Indonesia evacuates tourists after Lombok quake kills 91

Foreign tourists were among those injured on Lombok and the nearby Gili islands. [Photo: AFP]

Indonesia have sent rescuers fanning out across the holiday island of Lombok and evacuated hundreds of tourists after a powerful earthquake killed at least 91 people and damaged thousands of buildings.

The shallow 6.9-magnitude quake sparked terror among tourists and locals alike, coming just a week after another deadly tremor surged through Lombok and killed 17 people.

Rescuers on Monday searched for survivors in the rubble of houses, mosques and schools destroyed in the latest disaster on Sunday evening.

National disaster agency spokesman Sutopo Purwo Nugroho said there were fears a number of people were trapped in the ruins of a collapsed mosque in the northern village of Lading-Lading. Footage he posted on Twitter showed the large concrete mosque had pancaked.

Nugroho said a lack of heavy equipment and shattered roads were hampering efforts to reach survivors in the mountainous north and east of the island, which had been hardest hit.

"The number of fatalities will definitely rise because some victims have not been found or rescued," he added.

An operation was also under way Monday to evacuate some 1,200 tourists from the Gili Islands, three tiny, coral-fringed tropical islands a few kilometres off the northwest coast of Lombok that are particularly popular with backpackers and divers.

Margret Helgadottir, a holidaymaker from Iceland, described people screaming as the roof of her hotel on one of the islands collapsed.

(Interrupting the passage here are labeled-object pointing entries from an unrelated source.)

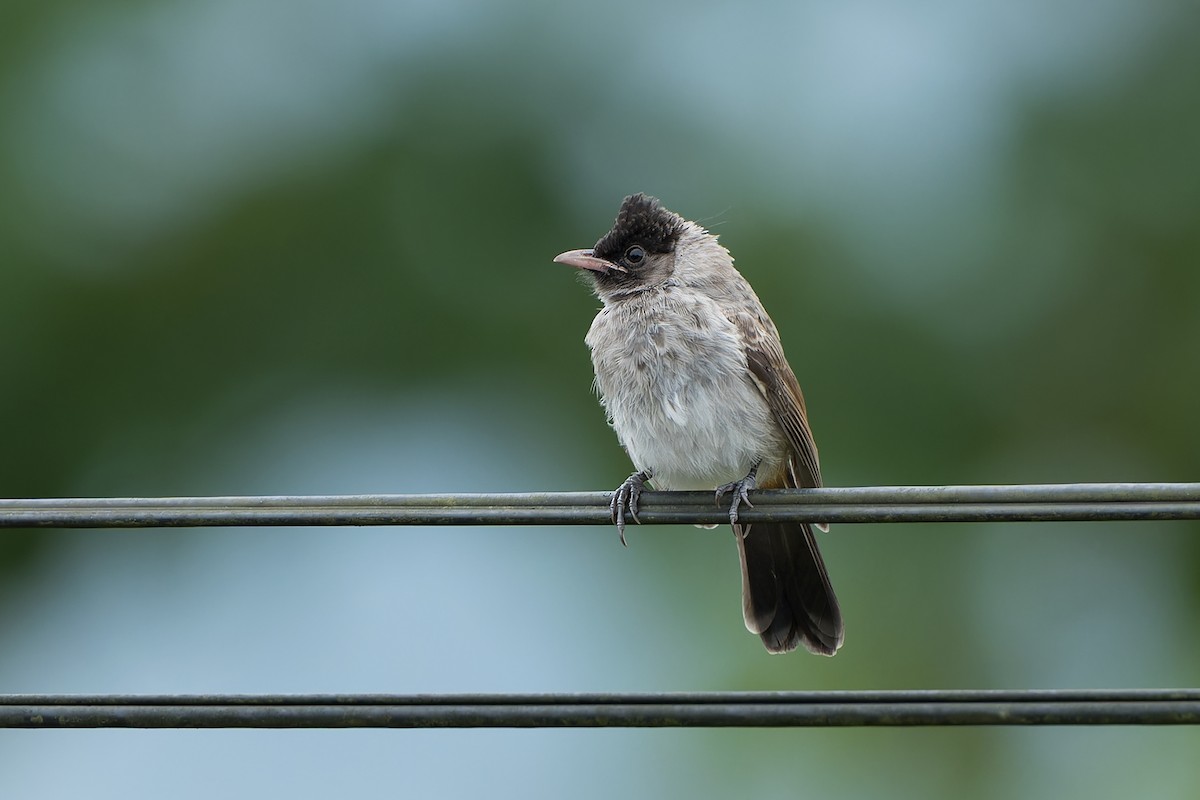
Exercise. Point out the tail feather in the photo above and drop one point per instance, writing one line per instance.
(786, 595)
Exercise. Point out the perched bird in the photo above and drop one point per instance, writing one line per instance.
(691, 373)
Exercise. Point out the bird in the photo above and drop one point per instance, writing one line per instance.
(693, 378)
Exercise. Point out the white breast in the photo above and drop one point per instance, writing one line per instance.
(672, 376)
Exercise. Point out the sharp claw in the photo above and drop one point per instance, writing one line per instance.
(627, 497)
(741, 493)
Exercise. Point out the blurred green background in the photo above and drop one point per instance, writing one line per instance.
(252, 246)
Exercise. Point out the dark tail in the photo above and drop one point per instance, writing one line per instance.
(786, 596)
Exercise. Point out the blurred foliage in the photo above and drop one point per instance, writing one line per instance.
(154, 308)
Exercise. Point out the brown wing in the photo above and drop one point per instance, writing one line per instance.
(778, 384)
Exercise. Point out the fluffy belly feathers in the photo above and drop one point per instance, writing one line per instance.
(679, 396)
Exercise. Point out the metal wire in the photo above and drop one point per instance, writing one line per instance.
(669, 710)
(1031, 503)
(1078, 501)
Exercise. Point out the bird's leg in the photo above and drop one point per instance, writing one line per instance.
(739, 489)
(625, 497)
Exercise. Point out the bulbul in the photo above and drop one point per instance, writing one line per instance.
(691, 373)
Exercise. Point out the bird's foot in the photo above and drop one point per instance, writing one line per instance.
(627, 497)
(741, 493)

"We just froze: thankfully we were outside," she told AFP tearfully from a harbour in Lombok where she had been evacuated to. "Everything went black, it was terrible."

The Lombok quake has already killed 91 people with fears the toll could rise. [PHOTO: AFP]

Footage posted online by Nugroho showed hundreds crowded onto powder-white beaches desperately awaiting off the normally paradise Gilis.

"We cannot evacuate all of them all at once because we don't have enough capacity on the boats," Muhammad Faozal, the head of thr tourism agency in West Nusa Tenggara province, told AFP, adding two navy vessels were on their way.

"It's understandable they want to leave the Gilis, they are panicking."

Local disaster officials said 358 tourists had been evacuated so far. At least one person, an Indonesian holidaymaker, was killed on the Gili islands while another tourist died on nearby Bali.

- Night of aftershocks -

But it was Lombok which bore the brunt of Sunday evening's quake.

The shallow tremor sent thousands of Lombok residents and tourists scrambling outdoors, where many spent the night as strong aftershocks including one of 5.3-magnitude rattled the island.

The quake knocked out power in many areas, and parts of Lombok remained without electricity on Monday.

Nugroho said up to 20,000 people may have had to quit their homes on Lombok and paramedics, food and medication were badly needed.